Saturday, February 9, 2019

Neutrino mass and energy question


If a neutrino has mass then it travels less than the speed of light. Suppose I boost myself to the rest frame; i.e. bring it to rest in the laboratory. Now if it oscillates between different states and masses sitting there, where does the oscillating excess/loss energy and mass reside? In some internal state? I have a very limited knowledge of QM but in SR it would seem strange that "mass" would move into another place. A pointer to where I should start studying would (I hope) be sufficient.



Answer



OK, let's accept your conceit.


You ran after $\nu_1$, the lightest neutrino, for the sake of argument, and jumped on it. You ran real fast, as your Lorentz factor γ is several millions, (In natural units $\hbar=c=1$, in the lab frame, $E=p+m_1^2/(2p)+...$, not yours). You watch what is happening around you. You do not oscillate to anybody: You are a non-interacting plane wave. You will not change your energy or momentum--how could you?

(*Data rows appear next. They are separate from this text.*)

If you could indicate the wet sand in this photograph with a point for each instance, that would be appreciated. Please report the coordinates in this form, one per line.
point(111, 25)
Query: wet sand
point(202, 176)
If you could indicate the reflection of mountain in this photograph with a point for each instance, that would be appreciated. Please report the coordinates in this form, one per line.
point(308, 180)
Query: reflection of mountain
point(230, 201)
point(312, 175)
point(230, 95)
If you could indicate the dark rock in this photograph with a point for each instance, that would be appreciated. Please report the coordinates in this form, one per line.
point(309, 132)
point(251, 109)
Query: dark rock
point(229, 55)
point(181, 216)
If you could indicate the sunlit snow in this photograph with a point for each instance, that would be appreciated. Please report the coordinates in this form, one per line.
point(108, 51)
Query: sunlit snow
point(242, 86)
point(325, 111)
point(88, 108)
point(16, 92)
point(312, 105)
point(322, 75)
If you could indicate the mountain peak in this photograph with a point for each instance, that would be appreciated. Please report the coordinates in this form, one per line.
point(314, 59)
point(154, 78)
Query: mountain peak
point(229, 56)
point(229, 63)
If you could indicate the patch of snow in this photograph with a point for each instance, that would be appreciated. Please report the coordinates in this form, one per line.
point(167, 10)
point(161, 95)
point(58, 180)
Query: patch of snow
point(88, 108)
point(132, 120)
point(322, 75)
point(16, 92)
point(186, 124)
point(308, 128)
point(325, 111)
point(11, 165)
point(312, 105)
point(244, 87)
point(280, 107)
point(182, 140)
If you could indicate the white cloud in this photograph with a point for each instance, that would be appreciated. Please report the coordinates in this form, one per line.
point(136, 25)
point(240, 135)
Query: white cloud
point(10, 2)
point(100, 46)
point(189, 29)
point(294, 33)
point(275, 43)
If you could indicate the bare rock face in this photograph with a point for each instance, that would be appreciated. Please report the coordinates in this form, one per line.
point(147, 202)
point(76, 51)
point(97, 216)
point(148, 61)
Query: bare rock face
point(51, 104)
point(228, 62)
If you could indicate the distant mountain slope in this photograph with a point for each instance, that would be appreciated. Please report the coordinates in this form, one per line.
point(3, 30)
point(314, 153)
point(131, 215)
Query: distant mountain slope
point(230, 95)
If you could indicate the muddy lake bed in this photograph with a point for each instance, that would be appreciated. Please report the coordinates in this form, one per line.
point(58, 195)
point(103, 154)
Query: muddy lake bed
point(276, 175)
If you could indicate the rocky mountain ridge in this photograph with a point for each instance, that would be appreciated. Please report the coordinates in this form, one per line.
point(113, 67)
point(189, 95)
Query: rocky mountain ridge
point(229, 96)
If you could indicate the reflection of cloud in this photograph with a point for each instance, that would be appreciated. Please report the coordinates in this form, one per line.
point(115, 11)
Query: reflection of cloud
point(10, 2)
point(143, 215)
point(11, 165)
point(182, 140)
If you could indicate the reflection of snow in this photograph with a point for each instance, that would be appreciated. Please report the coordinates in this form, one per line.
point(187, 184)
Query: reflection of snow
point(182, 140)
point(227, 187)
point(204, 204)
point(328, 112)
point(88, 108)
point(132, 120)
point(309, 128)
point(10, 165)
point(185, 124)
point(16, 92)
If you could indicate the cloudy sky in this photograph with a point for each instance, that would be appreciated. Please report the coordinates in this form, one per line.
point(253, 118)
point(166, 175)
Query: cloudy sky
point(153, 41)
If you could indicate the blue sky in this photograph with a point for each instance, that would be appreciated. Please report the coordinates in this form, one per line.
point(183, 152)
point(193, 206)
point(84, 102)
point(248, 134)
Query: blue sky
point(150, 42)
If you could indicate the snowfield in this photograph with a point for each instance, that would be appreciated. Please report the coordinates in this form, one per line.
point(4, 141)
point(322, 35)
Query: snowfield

Near you, there are two other plane waves/neutrinos that you started your trip with, with different masses, energies and momenta, but only by a little!


They are related to you, as they were produced by the same pion decay, in your parent superposition $\nu_\mu$, a fictitious convenience superposition state helping with the accounting. Since they have slightly different masses, $m_2, m_3$, they are zipping by at slightly different energies and momenta, which they took from the pion at the moment of their birth, (e.g. as the e or μ in a K decay take different energies and momenta away, but since their masses are so enormously different, one would not bother superposing them!) Now there are sticklers who would arrange some uncertainty in the time you got emitted, or the position your parent decay occurred, to artificially arrange for a common momentum, or energy, or speed with your 2 fellow travelers. But you are going so fast, it hardly matters, to this order of the calculation.


The crucial thing, however, is that you and your two partners' waves will evince "beats" about the common average frequency and momentum, without any interaction, beyond the mere superposition--Fourier analysis: the envelope of the average wavetrain will show some oscillation with the distance of your trip. That is differences in your formation with your two partners: you'll just keep your steady course, and not exchange any momentum or energy or anything else.


And then you get detected: you deposit your energy and momentum to the observing atom. And so do your two partners. Nobody observed you during your trip, so you were virtual (!) but, still, since the trip was so long and the time of it likewise (yes! in our units) you were all but on-shell, close to the energy-momentum relation dictated by your mass. The shape of the group wave envelope, so the altered relationships with your partners will dictate the type of fictitious interaction combination ("flavor eigenstate") likely to hit the detector, but, in an oscillation experiment the parameters are chosen so it may be different than your birth flavor eigenstate. The atom that was hit, did not know what hit it, even though it would get a different energy and momentum from each of you three (by a little... so little it is hardly accounted for...) it registers being hit by a given flavor eigenstate formation of p~E, but it does not make much sense to ascribe a mass to that formation; only the component mass eigenstates, you and your 2 partners, had a mass.



The effect is kinematic, linear Fourier analysis beats, very similar to the musical phenomenon, except now it is relativistic.


The straightforward math for all this in in the PDG summary, eqns (14.9-15).